Another main reason why a philosophical study may fail to achieve its goal can be that this very goal has not been identified clearly (enough). As I said above my impression is that Yeomans sometimes runs the risk of failing in this sense.  It is not clear whether he wants to show that Hegel solves the classical metaphysical problem of free will or whether his aim is to show that Hegel dissolves this problem by criticizing the premises needed to establish it in the first place (I admit that I am more sympathetic with the latter, therapeutic reading). Given the complexity of the problems and the difficulties of Hegel's own conception, I leave it to other readers to decide whether Yeomans' overall argument isn't sufficiently clear on this or whether the reviewer has been pressed to his limits by this book.

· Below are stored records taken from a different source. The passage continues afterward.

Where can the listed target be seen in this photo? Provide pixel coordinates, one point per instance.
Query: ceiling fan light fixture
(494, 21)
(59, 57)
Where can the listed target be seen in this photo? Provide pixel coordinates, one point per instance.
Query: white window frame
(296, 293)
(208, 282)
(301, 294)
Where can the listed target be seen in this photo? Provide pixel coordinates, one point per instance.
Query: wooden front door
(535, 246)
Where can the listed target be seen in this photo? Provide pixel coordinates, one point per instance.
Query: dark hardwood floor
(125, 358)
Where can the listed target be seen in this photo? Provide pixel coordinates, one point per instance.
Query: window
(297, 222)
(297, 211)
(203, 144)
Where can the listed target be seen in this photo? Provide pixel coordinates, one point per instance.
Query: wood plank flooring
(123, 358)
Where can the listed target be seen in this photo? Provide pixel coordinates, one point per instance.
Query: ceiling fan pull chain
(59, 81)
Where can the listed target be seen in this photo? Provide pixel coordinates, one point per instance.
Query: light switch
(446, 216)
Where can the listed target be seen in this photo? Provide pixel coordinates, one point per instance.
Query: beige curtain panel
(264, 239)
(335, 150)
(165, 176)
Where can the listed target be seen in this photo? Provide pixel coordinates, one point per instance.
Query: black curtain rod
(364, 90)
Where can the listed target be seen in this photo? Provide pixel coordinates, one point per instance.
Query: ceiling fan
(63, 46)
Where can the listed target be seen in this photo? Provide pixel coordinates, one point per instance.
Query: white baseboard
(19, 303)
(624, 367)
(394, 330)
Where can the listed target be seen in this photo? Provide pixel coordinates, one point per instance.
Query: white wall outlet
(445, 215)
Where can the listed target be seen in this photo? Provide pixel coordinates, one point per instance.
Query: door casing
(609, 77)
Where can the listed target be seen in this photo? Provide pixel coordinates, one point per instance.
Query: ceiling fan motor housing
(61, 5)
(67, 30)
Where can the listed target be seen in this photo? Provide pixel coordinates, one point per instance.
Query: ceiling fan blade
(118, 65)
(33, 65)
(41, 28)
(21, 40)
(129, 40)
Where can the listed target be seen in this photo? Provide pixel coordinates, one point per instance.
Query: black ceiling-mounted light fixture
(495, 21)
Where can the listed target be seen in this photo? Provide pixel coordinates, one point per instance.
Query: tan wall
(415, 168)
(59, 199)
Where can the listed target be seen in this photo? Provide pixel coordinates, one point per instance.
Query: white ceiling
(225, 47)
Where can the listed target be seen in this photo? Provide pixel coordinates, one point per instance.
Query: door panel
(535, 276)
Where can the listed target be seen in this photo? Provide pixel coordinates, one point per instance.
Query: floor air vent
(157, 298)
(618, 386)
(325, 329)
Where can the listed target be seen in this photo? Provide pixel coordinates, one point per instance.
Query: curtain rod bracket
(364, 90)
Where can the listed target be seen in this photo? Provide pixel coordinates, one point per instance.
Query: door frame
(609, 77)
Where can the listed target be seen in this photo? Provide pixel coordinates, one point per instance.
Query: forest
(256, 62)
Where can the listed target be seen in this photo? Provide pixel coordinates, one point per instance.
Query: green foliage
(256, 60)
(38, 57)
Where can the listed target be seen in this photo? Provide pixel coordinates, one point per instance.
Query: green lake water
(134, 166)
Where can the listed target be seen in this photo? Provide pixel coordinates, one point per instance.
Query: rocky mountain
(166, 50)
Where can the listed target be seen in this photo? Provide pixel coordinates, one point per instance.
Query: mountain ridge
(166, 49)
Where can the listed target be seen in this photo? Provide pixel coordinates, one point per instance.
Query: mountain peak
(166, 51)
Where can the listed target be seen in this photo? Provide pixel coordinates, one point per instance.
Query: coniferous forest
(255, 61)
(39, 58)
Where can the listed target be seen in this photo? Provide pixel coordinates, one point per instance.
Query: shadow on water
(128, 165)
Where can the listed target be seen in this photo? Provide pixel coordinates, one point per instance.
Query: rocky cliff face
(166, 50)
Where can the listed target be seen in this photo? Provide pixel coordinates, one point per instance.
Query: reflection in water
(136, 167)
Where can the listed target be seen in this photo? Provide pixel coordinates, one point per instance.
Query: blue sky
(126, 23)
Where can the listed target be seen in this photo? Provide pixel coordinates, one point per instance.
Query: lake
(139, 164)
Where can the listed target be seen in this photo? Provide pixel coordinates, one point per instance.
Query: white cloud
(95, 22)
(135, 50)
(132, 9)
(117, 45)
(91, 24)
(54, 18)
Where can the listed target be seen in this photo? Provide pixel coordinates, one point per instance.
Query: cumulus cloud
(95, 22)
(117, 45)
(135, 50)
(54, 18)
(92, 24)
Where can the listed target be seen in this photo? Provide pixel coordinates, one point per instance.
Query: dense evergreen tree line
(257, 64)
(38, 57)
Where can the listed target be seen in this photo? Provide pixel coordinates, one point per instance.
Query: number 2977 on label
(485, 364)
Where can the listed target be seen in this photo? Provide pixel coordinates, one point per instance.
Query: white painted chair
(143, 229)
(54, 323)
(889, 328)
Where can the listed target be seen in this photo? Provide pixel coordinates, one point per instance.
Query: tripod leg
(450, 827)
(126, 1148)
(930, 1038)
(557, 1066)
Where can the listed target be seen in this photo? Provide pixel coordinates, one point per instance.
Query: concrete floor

A third main reason for failing to reach the main goal can be that the task set was simply too difficult. Dealing with Hegel's logic of reflection, his conception of the will, his expressivist theory of mind and action and the classical metaphysical problem of free will both in the context of German Idealism and contemporary analytical philosophy at once may well be a target too demanding for a single book. This, too, I leave to the reader to decide.

My expressing these doubts shouldn't be misunderstood: Even if it is the case that Yeomans fails in reaching his complex overall goal, his book is a 'great failure' in at least two respects. On the one hand, he comes as close as one may be able to come; and on the other hand, the book provides so many important insights and analyses that every reader will have the chance to learn a lot and to gain a much better understanding of Hegel's philosophy of action and of his conception of freedom. Furthermore, Yeomans demonstrates how we can read Hegel's Logic in such a way that this prima facie unapproachable ground of metaphysics becomes accessible for us contemporary philosophers. Seen this way Yeomans has done a great job and I cannot do more than express my hope that his book will find many readers with the staying power necessary to make it through Freedom and Reflection.